A morte é meu espanto cotidiano.
Por isso não entendo que a chames
irmã, como à água, à lua,
a tudo o que é vivo e floresce,
a tudo o que é vivo e mata para viver ainda,
como o animal mais terno,
o mais empedernido.
Teu Cântico do Sol é uma oração tão bela
quanto a outra, que se insere
entre as mais belas.
E fala de uma forma tão perfeita
de amar — Ah, se o soubeste! —
sem esperança da mais leve recompensa.
Mas esse renascer de que me falas
para uma vida eterna?
São eternos os campos, as espécies?
Ou todos, se renascem de si mesmos,
conhecem essa estranha sensação
do não-ser, até que vem de novo
a primavera?
Tenho medo de mim, do que não sei,
do que me confiaram certa vez
e por incúria esqueci.
Obedeço a uma lei que desconheço,
e vim, tão sem escolha,
que nem sei a que vim.
XX
Chamo-te santo, santo,
mas não sei do que falo:
da renúncia à riqueza deste mundo?
da tua entrega a teu irmão
sem pedir nada em troca?
do teu desnudamento necessário?
ou da fidelidade a teu destino
de
amar, amar, entre os mais nobres?
Olhavas com atenção a mínima planta,
atendias aos bichos,
que te amavam
de forma obscura, nunca ameaçadora.
Opunhas tua força e rebeldia
passiva ao jugo do mais forte,
e amavas conhecendo o não-amor,
a injúria, a incompreensão, a glória,
que outra
não sei maior que de enfrentar
a dureza da pedra,
a dureza daquele
que não quer ver.
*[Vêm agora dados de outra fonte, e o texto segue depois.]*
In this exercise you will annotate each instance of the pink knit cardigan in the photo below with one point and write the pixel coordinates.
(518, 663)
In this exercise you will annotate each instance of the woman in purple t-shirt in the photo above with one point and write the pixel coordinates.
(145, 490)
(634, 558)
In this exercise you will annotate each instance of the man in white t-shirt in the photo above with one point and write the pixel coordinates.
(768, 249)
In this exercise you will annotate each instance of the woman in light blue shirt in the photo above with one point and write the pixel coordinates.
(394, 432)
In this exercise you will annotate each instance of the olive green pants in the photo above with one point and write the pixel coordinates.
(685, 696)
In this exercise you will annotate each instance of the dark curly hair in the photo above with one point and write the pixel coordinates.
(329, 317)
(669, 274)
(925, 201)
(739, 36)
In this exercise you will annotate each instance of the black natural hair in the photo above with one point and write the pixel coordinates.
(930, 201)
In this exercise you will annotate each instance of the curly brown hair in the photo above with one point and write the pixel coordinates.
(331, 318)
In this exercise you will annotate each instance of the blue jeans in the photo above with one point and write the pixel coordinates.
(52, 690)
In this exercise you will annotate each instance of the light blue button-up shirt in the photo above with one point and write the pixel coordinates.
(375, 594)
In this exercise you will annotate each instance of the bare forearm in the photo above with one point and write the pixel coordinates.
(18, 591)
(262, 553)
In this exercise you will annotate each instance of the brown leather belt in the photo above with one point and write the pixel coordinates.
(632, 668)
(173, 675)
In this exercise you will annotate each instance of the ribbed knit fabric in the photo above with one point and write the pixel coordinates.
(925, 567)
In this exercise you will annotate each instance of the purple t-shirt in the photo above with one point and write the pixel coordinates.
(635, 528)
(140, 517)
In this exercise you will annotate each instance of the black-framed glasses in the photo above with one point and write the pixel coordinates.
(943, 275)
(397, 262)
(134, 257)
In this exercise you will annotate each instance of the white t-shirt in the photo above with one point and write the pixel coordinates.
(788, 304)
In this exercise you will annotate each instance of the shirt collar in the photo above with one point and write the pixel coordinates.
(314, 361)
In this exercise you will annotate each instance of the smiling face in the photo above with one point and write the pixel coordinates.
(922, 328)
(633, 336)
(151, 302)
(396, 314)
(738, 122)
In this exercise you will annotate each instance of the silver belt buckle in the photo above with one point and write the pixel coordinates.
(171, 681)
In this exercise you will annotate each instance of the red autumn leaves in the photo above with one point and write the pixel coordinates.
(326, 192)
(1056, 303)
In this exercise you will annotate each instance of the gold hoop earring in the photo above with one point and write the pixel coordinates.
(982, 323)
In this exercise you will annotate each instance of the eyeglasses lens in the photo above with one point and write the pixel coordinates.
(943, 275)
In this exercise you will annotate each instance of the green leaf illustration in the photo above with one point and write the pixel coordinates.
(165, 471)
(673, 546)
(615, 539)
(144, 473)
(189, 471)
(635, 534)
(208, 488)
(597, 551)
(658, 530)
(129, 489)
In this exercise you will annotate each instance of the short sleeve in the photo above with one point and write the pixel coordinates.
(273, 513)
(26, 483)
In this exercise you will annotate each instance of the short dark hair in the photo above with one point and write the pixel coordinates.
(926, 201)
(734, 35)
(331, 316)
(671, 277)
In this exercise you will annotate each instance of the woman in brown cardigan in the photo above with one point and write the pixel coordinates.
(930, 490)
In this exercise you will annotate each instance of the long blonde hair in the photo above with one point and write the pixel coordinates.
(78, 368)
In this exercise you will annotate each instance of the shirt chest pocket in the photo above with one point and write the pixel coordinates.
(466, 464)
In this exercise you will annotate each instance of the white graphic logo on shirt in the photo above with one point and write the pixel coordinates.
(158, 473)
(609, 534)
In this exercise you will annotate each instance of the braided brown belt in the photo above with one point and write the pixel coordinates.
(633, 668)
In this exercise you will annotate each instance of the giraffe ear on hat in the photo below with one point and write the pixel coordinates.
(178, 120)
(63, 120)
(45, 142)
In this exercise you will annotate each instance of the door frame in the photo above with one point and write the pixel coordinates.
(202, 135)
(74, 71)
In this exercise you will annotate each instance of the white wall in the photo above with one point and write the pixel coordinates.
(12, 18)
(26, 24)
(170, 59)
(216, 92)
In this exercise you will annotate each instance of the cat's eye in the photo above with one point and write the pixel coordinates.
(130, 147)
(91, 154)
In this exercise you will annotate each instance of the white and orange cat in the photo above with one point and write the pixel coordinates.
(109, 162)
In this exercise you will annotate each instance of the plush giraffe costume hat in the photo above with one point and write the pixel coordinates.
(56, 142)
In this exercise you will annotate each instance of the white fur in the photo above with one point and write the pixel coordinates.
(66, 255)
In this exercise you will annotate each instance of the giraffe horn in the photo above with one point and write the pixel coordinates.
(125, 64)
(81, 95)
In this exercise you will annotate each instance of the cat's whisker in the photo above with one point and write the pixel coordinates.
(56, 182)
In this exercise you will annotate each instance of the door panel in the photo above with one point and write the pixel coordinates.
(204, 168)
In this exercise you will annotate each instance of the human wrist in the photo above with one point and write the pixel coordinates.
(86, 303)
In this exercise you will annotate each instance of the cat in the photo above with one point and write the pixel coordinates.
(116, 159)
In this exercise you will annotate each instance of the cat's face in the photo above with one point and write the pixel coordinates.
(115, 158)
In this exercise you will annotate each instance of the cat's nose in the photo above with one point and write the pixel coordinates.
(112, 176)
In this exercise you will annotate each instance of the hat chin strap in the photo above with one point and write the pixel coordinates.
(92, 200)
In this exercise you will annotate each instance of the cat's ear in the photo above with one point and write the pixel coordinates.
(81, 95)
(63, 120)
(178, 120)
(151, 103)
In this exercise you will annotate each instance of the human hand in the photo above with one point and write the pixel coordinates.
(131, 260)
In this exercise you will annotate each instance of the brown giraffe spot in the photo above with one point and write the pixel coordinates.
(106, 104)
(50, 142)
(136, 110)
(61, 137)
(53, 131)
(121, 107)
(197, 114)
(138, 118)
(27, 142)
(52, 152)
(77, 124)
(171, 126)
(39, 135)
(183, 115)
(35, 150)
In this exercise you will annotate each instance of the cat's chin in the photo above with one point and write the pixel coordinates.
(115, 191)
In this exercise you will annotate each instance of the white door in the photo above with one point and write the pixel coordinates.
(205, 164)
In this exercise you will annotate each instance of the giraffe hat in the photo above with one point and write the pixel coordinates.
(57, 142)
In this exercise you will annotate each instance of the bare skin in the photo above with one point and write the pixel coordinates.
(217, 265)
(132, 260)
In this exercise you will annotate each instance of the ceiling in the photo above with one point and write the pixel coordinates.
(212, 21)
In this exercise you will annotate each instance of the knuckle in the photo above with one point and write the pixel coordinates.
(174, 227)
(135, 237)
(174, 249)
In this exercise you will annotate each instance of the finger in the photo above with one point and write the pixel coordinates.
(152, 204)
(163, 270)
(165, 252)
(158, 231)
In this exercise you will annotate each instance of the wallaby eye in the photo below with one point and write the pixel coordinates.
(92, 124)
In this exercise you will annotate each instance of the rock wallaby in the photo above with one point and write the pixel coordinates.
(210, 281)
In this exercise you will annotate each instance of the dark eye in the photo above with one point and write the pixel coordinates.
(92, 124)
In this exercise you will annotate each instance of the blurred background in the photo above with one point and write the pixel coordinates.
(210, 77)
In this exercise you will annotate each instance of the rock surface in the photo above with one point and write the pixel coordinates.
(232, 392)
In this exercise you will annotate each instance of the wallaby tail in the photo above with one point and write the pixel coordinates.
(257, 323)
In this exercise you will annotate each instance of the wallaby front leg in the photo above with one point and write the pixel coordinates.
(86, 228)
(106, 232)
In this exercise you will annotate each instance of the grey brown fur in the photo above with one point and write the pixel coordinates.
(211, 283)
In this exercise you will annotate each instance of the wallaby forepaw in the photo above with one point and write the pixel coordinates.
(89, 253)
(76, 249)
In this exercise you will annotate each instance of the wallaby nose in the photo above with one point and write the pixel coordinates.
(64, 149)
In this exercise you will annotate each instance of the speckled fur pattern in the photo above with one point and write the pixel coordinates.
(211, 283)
XXI
Tua maior lição:
essa humildade
de perdoar sem conta,
esquecendo até mesmo a chaga aberta
em cada mão,
no canto sem suplício levantado
na eterna louvação do que é criado
a cada dia,
cada nova estação.
Se se pudesse ao menos aprender
essa alegria de ser, tão desprovida
de medo ou de paixão,
que até mesmo a Indesejada, a incompreensível
e fatal se incorporasse
ao ofício de viver!
criando um novo espaço para o amor,
onde nada se exclui, nem mesmo a aceitação
do absurdo, a submissão àquilo que me escapa.
[Marly de Oliveira, Aliança, Rio de Janeiro, Nova Fronteira, 1978, pp. 41-43].